The choice, says Beck, is Obama’s:

"If Obama follows his own instincts and past words of support for turning off the jobs magnet for illegal immigration, he potentially will open up millions of jobs for millions of unemployed Americans. This would be the cheapest, fastest job-creation program he has any chance of achieving. Or he can choose to favor illegal foreign workers and turn his back on unemployed Americans."

Leave the Bile Behind

Not as close to either grassroots restrictionism or Congress as his colleagues at FAIR and NumbersUSA, Mark Krikorian, director of the restrictionist think tank Center for Immigration Studies reacted bitterly to Obama’s election while pointing to the restrictionist victories in Arizona as cause for hope. "Even if The One’s minions gut immigration enforcement, it’s still alive at the state level," wrote Krikorian in his blog.

But unlike his counterparts at the other DC restrictionist institutes, Krikorian acknowledged that the anti-immigration forces may have a messaging problem. Noting that there is too much "bile" in the restrictionist movement, CIS’s president, author of the The New Case Against Immigration Both Legal and Illegal, observed in a post-election analysis that "too much of even the legitimate, non-bilious concern of immigration is based on the idea that today’s immigrants are somehow inferior to your grandma from Siciliy or your grampa from Lithuania."

Moving forward toward legislation restricting immigration, Krikorian recommends that restrictionists adopt a new framing of the issue. Rather than demonizing immigrants as many restrictionists do to build their movement, Krikorian advocates a more cerebral, conceptual approach to immigration policy reform:

"This is why I think there’s political utility (as well as substantive truth) to the central point of my book: Today’s immigrants are very similar to those of the past, but we have changed, our society is so profoundly different because of modernization that mass immigration of any kind is no longer appropriate. This removes the onus from the foreigners and also allows us to place illegal immigration into a larger context rather than just gripe about lawbreaking (as bad as that is)."

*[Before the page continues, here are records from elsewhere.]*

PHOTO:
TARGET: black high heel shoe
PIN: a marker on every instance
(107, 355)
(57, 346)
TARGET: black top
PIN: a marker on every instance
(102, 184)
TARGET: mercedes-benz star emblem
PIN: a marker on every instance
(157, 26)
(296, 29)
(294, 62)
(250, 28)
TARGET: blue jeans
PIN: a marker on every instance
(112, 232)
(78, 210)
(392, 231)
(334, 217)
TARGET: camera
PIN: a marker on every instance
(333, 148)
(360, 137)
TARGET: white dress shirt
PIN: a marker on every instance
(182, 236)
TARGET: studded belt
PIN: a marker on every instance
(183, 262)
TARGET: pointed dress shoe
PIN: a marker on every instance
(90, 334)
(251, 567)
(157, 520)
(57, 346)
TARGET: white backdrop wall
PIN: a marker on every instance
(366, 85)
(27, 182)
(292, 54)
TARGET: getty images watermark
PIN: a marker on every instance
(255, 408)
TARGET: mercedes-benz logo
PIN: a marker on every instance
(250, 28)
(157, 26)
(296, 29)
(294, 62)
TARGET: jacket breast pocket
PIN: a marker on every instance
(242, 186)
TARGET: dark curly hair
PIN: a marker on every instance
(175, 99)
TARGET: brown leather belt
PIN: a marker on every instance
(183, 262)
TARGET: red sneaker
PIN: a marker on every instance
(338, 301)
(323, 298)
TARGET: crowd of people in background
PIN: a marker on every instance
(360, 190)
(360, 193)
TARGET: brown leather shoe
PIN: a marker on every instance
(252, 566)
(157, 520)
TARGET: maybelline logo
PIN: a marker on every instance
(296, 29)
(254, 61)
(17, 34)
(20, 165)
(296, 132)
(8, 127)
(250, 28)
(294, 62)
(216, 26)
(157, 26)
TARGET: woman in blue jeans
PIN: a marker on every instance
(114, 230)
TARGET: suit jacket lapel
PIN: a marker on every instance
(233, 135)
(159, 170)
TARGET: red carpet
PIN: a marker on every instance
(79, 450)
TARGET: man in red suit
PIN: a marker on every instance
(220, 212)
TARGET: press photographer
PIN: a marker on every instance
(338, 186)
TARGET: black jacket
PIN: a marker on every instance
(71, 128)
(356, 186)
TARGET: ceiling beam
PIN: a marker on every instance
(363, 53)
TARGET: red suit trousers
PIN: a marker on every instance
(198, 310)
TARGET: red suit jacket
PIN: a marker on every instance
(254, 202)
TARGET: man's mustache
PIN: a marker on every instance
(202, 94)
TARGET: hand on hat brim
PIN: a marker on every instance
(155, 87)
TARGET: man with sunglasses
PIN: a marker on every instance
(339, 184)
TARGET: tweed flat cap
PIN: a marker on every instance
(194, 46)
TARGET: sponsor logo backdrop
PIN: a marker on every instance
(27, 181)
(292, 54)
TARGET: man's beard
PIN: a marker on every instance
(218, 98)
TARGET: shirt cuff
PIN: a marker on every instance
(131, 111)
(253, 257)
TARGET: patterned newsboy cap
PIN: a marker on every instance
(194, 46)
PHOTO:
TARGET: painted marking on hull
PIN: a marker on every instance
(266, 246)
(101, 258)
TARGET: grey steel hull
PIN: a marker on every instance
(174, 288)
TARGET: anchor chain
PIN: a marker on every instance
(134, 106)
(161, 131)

"A pro-immigrant policy of low immigration" is what Krikorian recommends as the new framing for restrictionists, while opposing legalization for those already here. Recognizing that many Latinos support a liberal immigration policy that supports more immigration, the CIS president observes that his framing probably won’t "attract most immigrants, or most Hispanics, or most Hispanic immigrants, but it will attract some and cause others to be less intense in their support for the other side and, perhaps most importantly, reassure native-born voters that their concerns about immigration don’t make them bad people."

As immigrant advocates gear up for another round in the immigration debate, they would do well to follow the example of their restrictionist counterparts who are framing their message not in terms of political parties, ethnicities, or status as "New Americans," but in terms of what’s good for the economy and all workers, not just immigrants. And in their call for legalization of 11 million immigrants living and working illegally in the country, supporters of liberal reform shouldn’t shy away from injecting the values of fairness and justice into the debate.